Allerdings sehen wir kritisch, dass die Verpflichtung zur Schaffung von gefördertem Wohnraum in einigen Fällen zu erheblichen finanziellen Belastungen führen könnte. Hier müssen klare und faire Kriterien geschaffen werden, die Eigentümern Planungs- und Rechtssicherheit bieten. Insbesondere die Schwelle, ab der ein Neubauvorhaben der Verpflichtung unterliegt, sollte realistisch gestaltet werden. Eine Anpassung an die Gegebenheiten vor Ort ist dabei unerlässlich.

Die FDP-Fraktion betont zudem, dass soziale Durchmischung und Quartiersvielfalt zentrale Ziele bleiben müssen. Fehlanreize, die zu einer Monostrukturierung von Wohngebieten führen könnten, gilt es zu vermeiden. Wir fordern, dass die Stadt die Entwicklungen in den betroffenen Gebieten genau beobachtet und bei Bedarf nachjustiert.

 

Köstlinschule einschl. Gymnastikhalle – Vorlage 200/2024

Die FDP-Fraktion begrüßt die geplante Realisierung des Neubaus der Köstlinschule mit einer eigenen Gymnastikhalle. Besonders hervorzuheben ist der interfraktionelle Einsatz vieler Gemeinderäte, der dazu beigetragen hat, dass die ursprünglich beschlossene Planung mit Gymnastikhalle umgesetzt wird. Die Turnhalle war, wie bekannt, zunächst aus Kostengründen von der Verwaltung in Frage gestellt worden. Der breite politische Konsens zugunsten der Halle zeigt jedoch, wie wichtig eine funktionale Sportinfrastruktur als Teil des Bildungskonzepts ist. Ihr Erhalt ist ein Gewinn für Schule, Vereine und die Stadtgesellschaft.

Dennoch sehen wir die Wahl von Holzprofilen als Verkleidung für die Fassade kritisch. Während Holz ein nachhaltiges Material ist, neigen unbehandelte Oberflächen mit der Zeit dazu, nachzudunkeln und eine schwarze Patina zu entwickeln. Dies könnte für ein Schulgebäude optisch unvorteilhaft sein und den Eindruck des Gebäudes negativ beeinflussen. Wir regen daher an, die Fassade so zu behandeln, dass ihre ansprechende Optik langfristig erhalten bleibt, oder alternative Materialien in Betracht zu ziehen, die den ästhetischen und funktionalen Ansprüchen besser gerecht werden.

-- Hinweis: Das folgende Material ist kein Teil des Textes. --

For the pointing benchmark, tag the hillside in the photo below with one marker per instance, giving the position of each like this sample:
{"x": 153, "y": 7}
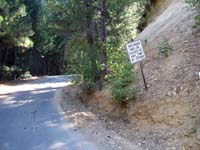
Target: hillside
{"x": 167, "y": 115}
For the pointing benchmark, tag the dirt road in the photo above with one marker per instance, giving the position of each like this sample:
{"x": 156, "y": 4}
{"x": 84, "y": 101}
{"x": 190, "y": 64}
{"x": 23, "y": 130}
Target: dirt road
{"x": 30, "y": 120}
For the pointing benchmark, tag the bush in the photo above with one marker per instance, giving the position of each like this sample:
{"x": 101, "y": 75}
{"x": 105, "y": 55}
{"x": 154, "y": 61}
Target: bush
{"x": 120, "y": 85}
{"x": 165, "y": 48}
{"x": 26, "y": 75}
{"x": 9, "y": 73}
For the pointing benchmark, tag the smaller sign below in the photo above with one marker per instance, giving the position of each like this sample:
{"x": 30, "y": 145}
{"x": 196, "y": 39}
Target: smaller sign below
{"x": 135, "y": 51}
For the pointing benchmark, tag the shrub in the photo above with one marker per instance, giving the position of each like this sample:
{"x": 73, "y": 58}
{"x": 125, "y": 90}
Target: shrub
{"x": 120, "y": 86}
{"x": 165, "y": 48}
{"x": 9, "y": 73}
{"x": 26, "y": 75}
{"x": 196, "y": 5}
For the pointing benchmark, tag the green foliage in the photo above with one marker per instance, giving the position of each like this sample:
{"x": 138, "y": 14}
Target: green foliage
{"x": 9, "y": 73}
{"x": 196, "y": 5}
{"x": 26, "y": 75}
{"x": 121, "y": 88}
{"x": 165, "y": 48}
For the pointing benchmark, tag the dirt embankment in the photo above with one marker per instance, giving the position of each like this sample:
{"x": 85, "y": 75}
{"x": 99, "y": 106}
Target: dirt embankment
{"x": 167, "y": 116}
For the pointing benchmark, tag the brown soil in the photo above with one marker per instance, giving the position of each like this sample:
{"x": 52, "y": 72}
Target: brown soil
{"x": 167, "y": 116}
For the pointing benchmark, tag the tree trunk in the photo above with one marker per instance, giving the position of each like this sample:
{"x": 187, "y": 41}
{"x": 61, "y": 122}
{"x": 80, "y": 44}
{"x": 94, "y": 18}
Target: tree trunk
{"x": 103, "y": 42}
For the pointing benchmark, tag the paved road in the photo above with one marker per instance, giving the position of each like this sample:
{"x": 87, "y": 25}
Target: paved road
{"x": 30, "y": 120}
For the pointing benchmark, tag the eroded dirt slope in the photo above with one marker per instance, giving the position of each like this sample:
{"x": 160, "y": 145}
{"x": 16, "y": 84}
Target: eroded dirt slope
{"x": 167, "y": 116}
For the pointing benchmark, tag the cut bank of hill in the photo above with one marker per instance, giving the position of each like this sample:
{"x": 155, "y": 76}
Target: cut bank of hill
{"x": 167, "y": 116}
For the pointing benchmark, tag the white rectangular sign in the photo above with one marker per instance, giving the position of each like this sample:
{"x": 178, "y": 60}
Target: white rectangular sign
{"x": 135, "y": 51}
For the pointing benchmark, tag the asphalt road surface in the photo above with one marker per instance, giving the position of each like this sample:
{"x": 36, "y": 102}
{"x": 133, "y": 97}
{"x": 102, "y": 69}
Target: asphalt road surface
{"x": 30, "y": 120}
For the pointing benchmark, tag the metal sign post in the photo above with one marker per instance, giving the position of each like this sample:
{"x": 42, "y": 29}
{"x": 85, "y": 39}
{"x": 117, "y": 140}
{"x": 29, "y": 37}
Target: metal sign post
{"x": 143, "y": 77}
{"x": 136, "y": 53}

Leider fordern die nun sehr hohen Baukosten von fast 20 Millionen Euro, die durch die geologischen Herausforderungen und das beengte Baufeld sogar noch weiter steigen könnten, eine sehr sorgfältige Prüfung der Ausschreibungsergebnisse. Mögliche Einsparpotenziale müssen unbedingt genutzt werden, ohne gleichzeitig Qualität oder Funktionalität des Gebäudes zu beeinträchtigen. Die geplante Regenwassernutzungsanlage etwa, mag zwar ökologisch sinnvoll sein, doch stehen die jährlichen Einsparungen von 700 Euro in keinem Verhältnis zu den Investitionskosten von 48.000 Euro. Hier müssen wirtschaftlichere Alternativen in Betracht gezogen werden.

Generell sieht die FDP-Fraktion in der vorgelegten Planung dennoch eine wichtige und zukunftsweisende Investition in die Bildungs- und Sportinfrastruktur Tübingens. Wir werden die Umsetzung weiterhin kritisch begleiten, um sicherzustellen, dass die finanziellen Mittel effizient und mit langfristigem Nutzen eingesetzt werden.